La band che mutua il nome dalla frontwoman Otep Shamaya ha perduto la strada parecchio tempo fa. Come dicevo in altra sede qualche uscita più recente è riuscita nell’annoso compito di non far affondare totalmente la nave – ma trattasi di un solo disco sui parecchi usciti – senza però dare nuovo respiro al volatile combo in questione. Oggi la faccenda assume connotati a dir poco imbarazzanti. Davvero è necessario tirare fuori dal cassetto il nu metal? Pare di sì, dato il ritorno in pista di gente come Sevendust, Nonpoint e svariati altri – e stiamo ancora aspettando il nuovo disco dei Limp Bizkit e i P.O.D minacciano di tornare.

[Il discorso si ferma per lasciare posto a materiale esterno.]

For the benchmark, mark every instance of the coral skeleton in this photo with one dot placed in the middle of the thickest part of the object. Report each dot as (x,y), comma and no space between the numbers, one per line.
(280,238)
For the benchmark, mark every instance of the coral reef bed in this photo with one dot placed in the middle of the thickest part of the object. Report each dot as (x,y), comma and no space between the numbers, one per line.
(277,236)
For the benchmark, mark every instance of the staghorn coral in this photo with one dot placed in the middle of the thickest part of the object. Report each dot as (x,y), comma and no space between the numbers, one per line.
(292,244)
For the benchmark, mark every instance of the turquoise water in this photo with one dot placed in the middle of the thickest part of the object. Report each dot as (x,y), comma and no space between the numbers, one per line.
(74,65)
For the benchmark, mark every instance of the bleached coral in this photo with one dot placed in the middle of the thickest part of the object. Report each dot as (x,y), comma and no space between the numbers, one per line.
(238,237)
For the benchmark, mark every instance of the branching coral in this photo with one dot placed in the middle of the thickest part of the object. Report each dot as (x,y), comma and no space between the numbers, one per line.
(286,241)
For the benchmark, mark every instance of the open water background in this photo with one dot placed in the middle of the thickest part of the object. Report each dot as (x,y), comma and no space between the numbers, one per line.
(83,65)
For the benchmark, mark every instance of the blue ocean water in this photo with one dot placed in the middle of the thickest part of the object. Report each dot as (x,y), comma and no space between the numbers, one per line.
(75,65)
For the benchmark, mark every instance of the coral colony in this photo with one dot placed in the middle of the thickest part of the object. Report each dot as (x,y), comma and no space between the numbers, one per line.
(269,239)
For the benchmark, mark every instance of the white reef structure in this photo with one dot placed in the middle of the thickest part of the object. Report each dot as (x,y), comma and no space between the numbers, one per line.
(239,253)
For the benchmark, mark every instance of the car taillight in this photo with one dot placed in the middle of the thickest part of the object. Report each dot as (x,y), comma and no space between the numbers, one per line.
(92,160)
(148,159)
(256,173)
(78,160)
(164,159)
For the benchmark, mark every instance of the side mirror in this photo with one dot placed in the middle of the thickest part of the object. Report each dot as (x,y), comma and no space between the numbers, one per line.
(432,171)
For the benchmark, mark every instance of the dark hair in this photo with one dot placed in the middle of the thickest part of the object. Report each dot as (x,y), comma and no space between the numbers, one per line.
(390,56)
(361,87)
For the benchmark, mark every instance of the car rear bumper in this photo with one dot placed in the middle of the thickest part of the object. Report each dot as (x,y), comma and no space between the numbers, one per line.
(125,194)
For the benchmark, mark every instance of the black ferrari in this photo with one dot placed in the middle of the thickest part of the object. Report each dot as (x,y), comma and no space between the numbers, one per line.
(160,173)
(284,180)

La grande assente qui è l’urgenza che dati i contenuti impegnati (o supposti tali) dovrebbe farsi sentire anche attraverso gli strumenti, altrimenti a cosa servirebbe veicolare il messaggio attraverso una musica così derivativa e scarica? Si finisce per vanificarne l’intento. Ed è infatti quel che capita nella quasi totalità dei brani ivi contenuti. Un coacervo di canzoncine nu che non avrebbero tirato nemmeno nei primi anni Zero, tra una rappata mal messa su chitarrone che poi tanto one non sembrano essere, un tentativo – malamente fallito – di tirare in ballo l’alt-metal più moderno e una terrificante cover dei Rage Against The Machine (Wake Up, per la cronaca) che fa venir voglia di dire “ma non bastavano gli stessi Prophets Of Rage a rovinarne reputazione e canzoni?” il tutto si risolve nell’anonimato più assoluto.

Menzione d’onore al tentativo di muoversi altrove e nella fattispecie in territori più propriamente hip hop se non abilmente trap: Boss è bella viscida e si muove come un serpente sinuoso, Undefeated è un paletto gangsta iper-groovy e anche la strofa di Trigger Warning ha tutto il suo perché (almeno finché non arrivano i chitarroni di cui sopra).

Niente da fare, comunque. Il disco non decolla – non che mi aspettassi chissà che – e la temperatura resta tiepida se non fredda. Se miss Shamaya avesse impostato il disco su coordinate più moderne, più hip hop e meno nostalgiche di quel movimento generazionale che fu forse avremmo avuto per le mani qualcosa di meno sbiadito. E dire che sarebbe bastato proprio un pizzico di coraggio in più. Per tutto il resto citofonare a Hyro The Hero.